So any paid benefits are up to the discretion of the employer. Some states do grant short-term disability benefits when you're unable to work due to injury or illness, including pregnancy. And a handful of states now require employers to provide paid leave. Check to see if you live in a state where this applies. Now, let's consider how a baby will fit into this context. Will there be an interruption in income after you bring the baby home? Perhaps you plan for one person to be a stay at home parent. In either case, start preparing now.
Look for ways to adjust spending and boost savings and get serious about paying down any debts you may have. Of course, we all wish we had an infinite amount of money for the care and keeping of our children. It's painful when financial considerations dictate what kind of childcare or education you can afford. So we really want to give ourselves as much space and time as possible to gather information, identify options, and to figure out priorities. I recommend you research various price points on each of these measures. For example, look at the difference between group daycare, a private nanny, and nanny share then see what housing and transportation costs might be in different school systems.
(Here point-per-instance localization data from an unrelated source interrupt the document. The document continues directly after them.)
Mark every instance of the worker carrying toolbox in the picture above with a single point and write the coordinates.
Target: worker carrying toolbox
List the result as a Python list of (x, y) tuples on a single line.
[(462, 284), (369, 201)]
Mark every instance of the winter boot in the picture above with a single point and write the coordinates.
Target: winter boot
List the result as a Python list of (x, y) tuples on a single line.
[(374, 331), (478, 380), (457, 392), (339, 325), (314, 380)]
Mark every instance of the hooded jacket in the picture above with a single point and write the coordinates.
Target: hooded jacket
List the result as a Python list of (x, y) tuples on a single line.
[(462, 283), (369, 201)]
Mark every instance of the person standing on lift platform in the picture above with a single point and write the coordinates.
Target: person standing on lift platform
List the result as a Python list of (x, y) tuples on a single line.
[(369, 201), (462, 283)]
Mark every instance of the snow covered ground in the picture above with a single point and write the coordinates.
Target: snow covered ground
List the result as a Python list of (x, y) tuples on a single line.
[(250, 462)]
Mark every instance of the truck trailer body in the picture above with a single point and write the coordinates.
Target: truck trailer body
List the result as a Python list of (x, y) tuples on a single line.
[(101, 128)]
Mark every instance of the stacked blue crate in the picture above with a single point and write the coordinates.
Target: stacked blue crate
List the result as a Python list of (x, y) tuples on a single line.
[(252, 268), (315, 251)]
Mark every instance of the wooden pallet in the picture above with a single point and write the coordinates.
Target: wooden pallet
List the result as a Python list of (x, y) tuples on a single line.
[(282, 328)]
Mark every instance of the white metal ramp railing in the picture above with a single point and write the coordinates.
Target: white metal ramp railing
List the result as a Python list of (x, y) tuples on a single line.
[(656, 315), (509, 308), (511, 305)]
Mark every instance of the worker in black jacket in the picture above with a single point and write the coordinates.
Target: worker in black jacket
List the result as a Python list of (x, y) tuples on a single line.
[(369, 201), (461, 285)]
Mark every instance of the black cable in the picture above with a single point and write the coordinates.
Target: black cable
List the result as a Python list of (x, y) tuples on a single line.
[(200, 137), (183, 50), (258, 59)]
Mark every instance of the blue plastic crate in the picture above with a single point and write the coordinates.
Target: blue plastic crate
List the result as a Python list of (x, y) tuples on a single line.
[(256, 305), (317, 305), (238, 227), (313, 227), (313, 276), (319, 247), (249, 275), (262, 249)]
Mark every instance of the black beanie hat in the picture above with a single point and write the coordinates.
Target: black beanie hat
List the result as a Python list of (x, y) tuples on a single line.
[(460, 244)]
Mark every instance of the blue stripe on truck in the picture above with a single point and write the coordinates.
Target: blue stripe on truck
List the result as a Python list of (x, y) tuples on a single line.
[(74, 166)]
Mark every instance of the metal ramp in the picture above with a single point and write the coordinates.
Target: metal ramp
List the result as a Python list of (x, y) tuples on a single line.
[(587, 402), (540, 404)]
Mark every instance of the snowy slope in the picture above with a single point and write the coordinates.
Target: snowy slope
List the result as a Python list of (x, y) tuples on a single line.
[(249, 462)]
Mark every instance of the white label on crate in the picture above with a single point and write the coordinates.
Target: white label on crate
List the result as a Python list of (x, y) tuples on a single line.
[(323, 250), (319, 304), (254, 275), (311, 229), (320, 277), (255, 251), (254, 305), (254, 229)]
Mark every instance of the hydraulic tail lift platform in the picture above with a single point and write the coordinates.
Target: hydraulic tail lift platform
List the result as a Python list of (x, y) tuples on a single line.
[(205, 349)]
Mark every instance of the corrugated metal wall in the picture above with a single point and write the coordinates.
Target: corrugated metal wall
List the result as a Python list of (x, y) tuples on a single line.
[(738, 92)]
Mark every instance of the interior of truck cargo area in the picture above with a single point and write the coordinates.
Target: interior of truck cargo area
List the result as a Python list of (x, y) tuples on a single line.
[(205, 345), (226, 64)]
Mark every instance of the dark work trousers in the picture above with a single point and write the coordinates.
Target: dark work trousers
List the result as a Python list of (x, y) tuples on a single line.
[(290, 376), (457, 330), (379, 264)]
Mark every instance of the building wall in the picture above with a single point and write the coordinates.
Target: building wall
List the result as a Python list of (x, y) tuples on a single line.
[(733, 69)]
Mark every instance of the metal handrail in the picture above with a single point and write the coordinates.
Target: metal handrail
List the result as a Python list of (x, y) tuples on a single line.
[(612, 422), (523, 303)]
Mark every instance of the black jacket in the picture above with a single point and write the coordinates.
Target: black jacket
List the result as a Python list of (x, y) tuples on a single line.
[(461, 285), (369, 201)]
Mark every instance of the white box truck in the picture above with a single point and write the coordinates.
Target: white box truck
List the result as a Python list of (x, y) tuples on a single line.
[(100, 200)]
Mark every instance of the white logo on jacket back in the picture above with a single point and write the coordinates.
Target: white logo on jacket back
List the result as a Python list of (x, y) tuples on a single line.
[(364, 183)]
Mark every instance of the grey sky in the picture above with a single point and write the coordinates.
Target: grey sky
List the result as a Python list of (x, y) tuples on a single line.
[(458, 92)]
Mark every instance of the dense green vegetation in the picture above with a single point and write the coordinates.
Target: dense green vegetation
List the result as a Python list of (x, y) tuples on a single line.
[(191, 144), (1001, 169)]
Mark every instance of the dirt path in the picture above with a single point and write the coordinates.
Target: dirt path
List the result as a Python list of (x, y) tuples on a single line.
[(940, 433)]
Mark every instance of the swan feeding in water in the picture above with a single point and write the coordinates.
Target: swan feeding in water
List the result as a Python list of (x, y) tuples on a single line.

This way, you can start to analyze and compare what expenditures are most important to you. Remember, these decisions can feel very complicated and intense, take this process one step at a time and avoid the temptation to rush. As you're gathering information, make sure to talk about these options with your partner. New parenthood is often a time where values and priorities shift significantly so don't assume you know what your partner's wishes will be. If you're embarking on this journey as a solo parent, find a trusted friend or family member who can be a sounding board as you work through your own choices and plans.
Finally, two things. It's okay not to have it all figured out the day the baby comes home. This will always be a work in progress. And two, when it doubt, it never hurts to have more in savings.